Season: Summer
Prep time: 15 minutes
Cook time: 55 minutes
Over the years, cardamom has come to be a staple in the Scandinavian baking pantry, Cardamom makes everything taste better. Try a couple of pods in a cup of tea or coffee.
Serves 8
1-1/2 sticks unsalted grass-fed butter, room temperature
2 cup Bobs gluten-free all purpose flour
1-1/2 tsp. xanthan gum (add to flour)
1 1/4 tsp. baking powder
1 tsp. ground Cardamom (pods, then grind to a powder)
3/4 tsp. kosher salt
1/4 cup whole milk
1/2 cup creme fraiche (more for serving)
1 cup coconut, maple, or raw sugar
3 large eggs, room temperature
3/4 tsp. vanilla extract
1/4 tsp. almond extract
1/4 cup almonds
Tea-poached plums (recipe to follow)
Preheat oven to 350.
Butter a 9x5x3 loaf pan; line bottom with parchment paper, leaving an overhang on the sides. Butter the parchment paper and dust with flour. Tap out any excess.
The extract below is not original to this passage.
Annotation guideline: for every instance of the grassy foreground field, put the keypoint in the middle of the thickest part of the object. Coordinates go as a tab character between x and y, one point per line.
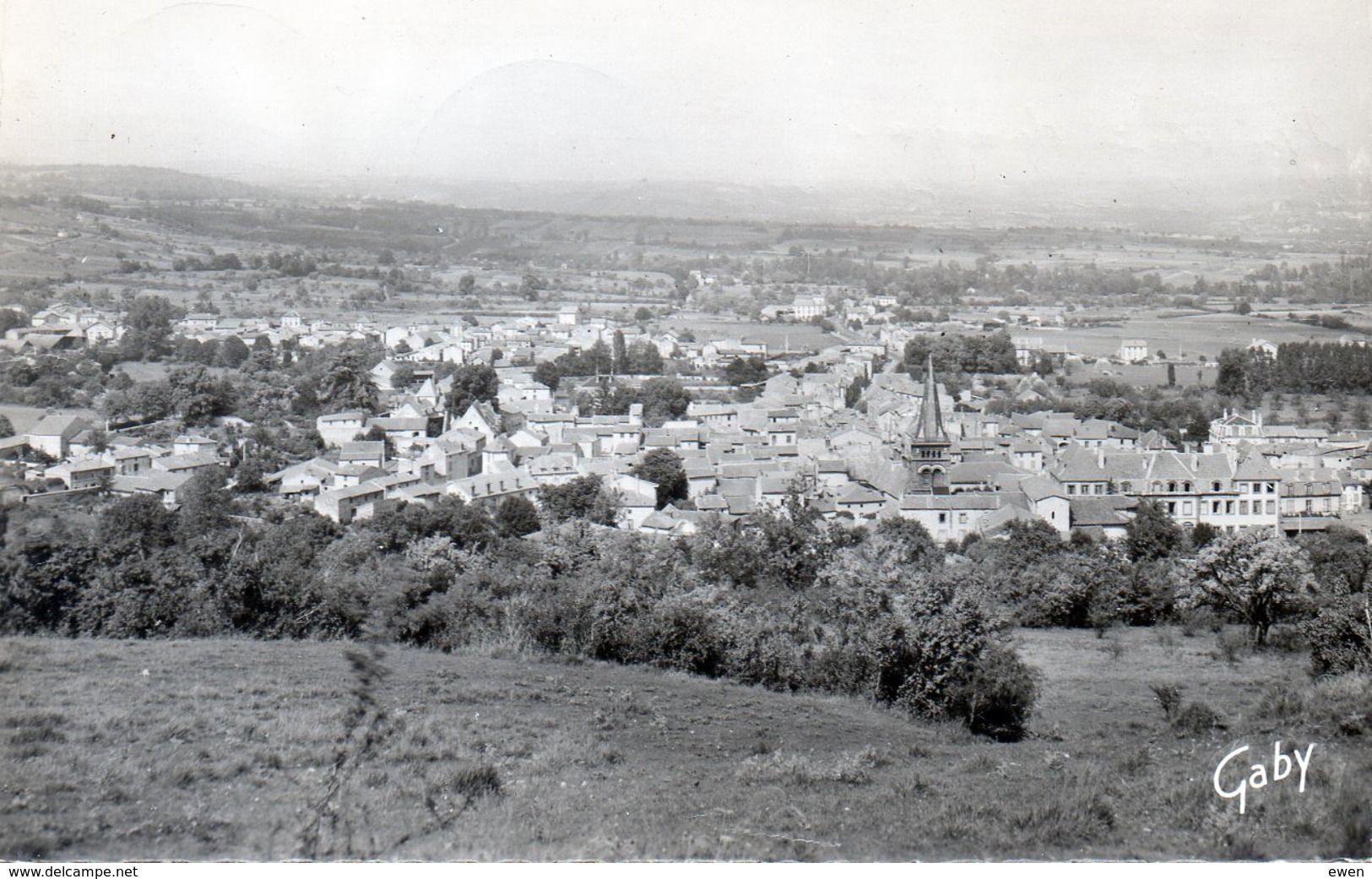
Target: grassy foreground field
221	749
Whisk baking powder, cardamom, salt, 2 cups of flour, and xanthan gum in a medium bowl. Set aside.
Whisk milk and 1/2 cup creme fraiche in separate bowl. Set aside.
Using an electric mixer on high speed, beat sugar and 3/4 cup butter in a large bowl until light and fluffy. (about 4 minutes)
Add the eggs one at a time, beating to blend between additions and occasionally scraping down the sides with a spatula. Add vanilla and almond extract.
Reduce your speed to low and add dry ingredients in 3 additions. Alternate the creme fraiche mixture with the dry mixture. Add the dry ingredients last. Beat until combined.
Scrape the batter into prepared loaf pan, smooth out, and sprinkle with sliced almonds.
Bake cake and rotate half way through until golden brown. Make sure tester inserted comes out clean. Tent if browning to fast. (55-65 minutes)
Transfer pan and let cool in pan for 20 minutes.
Using parchment overhang, carefully remove cake from pan and transfer to plate of your choice.
Slice cake and serve with tea-poached plums and creme fraiche.
Cooks note: Depending on sugar used, it will alter the flavor. Coconut, for example, adds a caramel note to it.